Over 3 million Americans are affected by glaucoma, a family of eye diseases that damage the optic nerve and can cause permanent eye damage. Because of the prevalence of glaucoma, you may be a caregiver for a parent or loved one who has recently been diagnosed with the disease. You may have many questions about the disease and feel burdened with deep concerns for your loved one. Be encouraged that there is a wealth of information and resources available so you can give your loved one the appropriate reassurance and support that is needed (Source: Care Assist Solutions).
Here are some tips to help you in your caregiving:
- Reassure your loved one that glaucoma is treatable. Having glaucoma does not mean that all vision will be lost. Glaucoma patients can still do many of the activities they have always enjoyed if they are willing to follow their eye treatment plan and visit their specialist regularly.

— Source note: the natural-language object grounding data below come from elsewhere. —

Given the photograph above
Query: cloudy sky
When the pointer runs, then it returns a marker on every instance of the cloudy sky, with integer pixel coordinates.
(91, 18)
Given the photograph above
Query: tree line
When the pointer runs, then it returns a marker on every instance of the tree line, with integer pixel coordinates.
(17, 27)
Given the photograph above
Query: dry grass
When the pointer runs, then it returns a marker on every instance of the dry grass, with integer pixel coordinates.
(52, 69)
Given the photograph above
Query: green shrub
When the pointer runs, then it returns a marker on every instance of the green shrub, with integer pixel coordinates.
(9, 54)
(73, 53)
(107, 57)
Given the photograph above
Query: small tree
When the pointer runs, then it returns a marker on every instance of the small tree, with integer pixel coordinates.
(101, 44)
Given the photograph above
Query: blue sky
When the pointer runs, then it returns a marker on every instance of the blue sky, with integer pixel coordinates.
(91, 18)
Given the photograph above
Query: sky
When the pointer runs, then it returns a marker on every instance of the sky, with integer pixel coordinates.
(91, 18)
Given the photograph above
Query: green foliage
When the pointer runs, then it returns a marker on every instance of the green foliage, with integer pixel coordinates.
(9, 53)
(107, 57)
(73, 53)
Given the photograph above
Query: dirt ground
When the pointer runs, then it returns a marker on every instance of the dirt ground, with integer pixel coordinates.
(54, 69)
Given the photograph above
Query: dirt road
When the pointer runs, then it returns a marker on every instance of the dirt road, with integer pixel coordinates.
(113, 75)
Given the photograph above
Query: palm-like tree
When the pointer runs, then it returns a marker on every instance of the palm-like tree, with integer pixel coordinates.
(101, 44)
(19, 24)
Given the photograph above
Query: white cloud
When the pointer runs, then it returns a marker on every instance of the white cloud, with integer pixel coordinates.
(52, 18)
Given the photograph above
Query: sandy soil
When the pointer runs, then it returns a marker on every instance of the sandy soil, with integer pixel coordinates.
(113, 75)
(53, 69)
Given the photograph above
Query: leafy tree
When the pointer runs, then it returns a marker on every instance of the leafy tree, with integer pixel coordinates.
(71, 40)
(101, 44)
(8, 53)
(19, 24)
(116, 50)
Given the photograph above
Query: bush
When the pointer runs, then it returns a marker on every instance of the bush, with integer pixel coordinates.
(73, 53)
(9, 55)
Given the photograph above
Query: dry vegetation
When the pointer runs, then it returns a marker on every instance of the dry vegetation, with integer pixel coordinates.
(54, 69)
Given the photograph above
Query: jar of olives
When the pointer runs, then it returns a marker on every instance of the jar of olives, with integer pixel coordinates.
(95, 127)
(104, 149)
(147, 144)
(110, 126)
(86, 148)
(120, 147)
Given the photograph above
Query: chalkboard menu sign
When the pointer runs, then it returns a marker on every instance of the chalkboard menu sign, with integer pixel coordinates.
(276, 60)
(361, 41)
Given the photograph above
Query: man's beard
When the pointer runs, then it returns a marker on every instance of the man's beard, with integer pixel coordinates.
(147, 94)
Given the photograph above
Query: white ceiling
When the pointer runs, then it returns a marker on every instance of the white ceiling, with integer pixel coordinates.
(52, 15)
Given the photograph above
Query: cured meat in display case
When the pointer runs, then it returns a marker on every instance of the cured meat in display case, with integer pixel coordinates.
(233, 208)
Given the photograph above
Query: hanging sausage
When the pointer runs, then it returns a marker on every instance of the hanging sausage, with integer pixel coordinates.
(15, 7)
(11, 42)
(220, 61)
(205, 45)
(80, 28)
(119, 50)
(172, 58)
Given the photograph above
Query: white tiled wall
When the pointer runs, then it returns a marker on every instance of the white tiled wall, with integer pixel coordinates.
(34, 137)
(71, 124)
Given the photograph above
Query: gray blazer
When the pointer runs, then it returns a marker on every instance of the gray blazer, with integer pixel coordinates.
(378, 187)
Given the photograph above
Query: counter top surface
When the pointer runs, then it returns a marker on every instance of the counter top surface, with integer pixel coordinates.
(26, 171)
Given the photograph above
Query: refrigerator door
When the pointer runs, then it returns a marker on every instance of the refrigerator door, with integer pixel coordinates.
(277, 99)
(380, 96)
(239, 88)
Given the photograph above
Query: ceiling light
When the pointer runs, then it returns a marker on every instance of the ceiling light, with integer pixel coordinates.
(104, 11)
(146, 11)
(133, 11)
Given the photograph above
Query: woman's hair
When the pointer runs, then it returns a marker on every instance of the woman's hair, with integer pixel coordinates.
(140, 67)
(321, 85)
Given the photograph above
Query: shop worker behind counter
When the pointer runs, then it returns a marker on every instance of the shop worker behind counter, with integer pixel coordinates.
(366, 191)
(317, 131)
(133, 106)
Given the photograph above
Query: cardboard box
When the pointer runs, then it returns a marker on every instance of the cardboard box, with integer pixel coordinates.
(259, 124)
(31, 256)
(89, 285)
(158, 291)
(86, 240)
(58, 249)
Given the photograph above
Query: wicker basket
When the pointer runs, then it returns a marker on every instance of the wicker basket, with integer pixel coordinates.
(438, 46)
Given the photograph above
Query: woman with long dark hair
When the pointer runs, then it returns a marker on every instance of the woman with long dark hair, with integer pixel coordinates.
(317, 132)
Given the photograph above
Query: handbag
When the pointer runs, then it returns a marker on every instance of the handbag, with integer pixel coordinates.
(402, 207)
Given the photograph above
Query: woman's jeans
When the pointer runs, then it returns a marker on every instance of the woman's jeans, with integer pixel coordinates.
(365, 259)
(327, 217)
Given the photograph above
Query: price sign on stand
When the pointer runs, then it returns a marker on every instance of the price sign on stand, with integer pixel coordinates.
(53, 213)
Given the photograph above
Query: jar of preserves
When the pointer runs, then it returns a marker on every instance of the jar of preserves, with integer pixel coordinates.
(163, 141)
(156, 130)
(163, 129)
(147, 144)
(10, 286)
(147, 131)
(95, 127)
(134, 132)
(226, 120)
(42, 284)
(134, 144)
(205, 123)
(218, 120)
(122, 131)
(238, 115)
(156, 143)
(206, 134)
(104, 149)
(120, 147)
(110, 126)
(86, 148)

- Find a reputable ophthalmologist who specializes in glaucoma. Your loved one will require frequent eye care appointments, so find an eye doctor with whom your loved one feels comfortable and confident.
- Attend appointments and procedures. Offer to drive your loved one to appointments and take notes during doctor appointments. If surgery is required, you can offer tremendous support at pre-operative and post-operative appointments as well as on the day of the procedure.
- Assist with medication and treatment plan. Your loved one may feel overwhelmed with new medication regimens and instructions, so offer to help with the treatment plan until your loved one can independently follow all doctor recommendations.
- Pick up the phone. Phone calls can be very helpful as your loved one adjusts to a new routine. Whether you are making reminder calls for medication or just calling to give encouragement, your gift of caring will make a tremendous difference.
- Help with household chores. If your loved one is experiencing vision challenges, you may need to lend a hand with cleaning, cooking, paying bills, and doing laundry.
- Ask for help. You cannot do all the caregiving by yourself or you will experience burnout. Enlist the help of other family members and friends so you can rotate responsibilities and provide a strong network of support.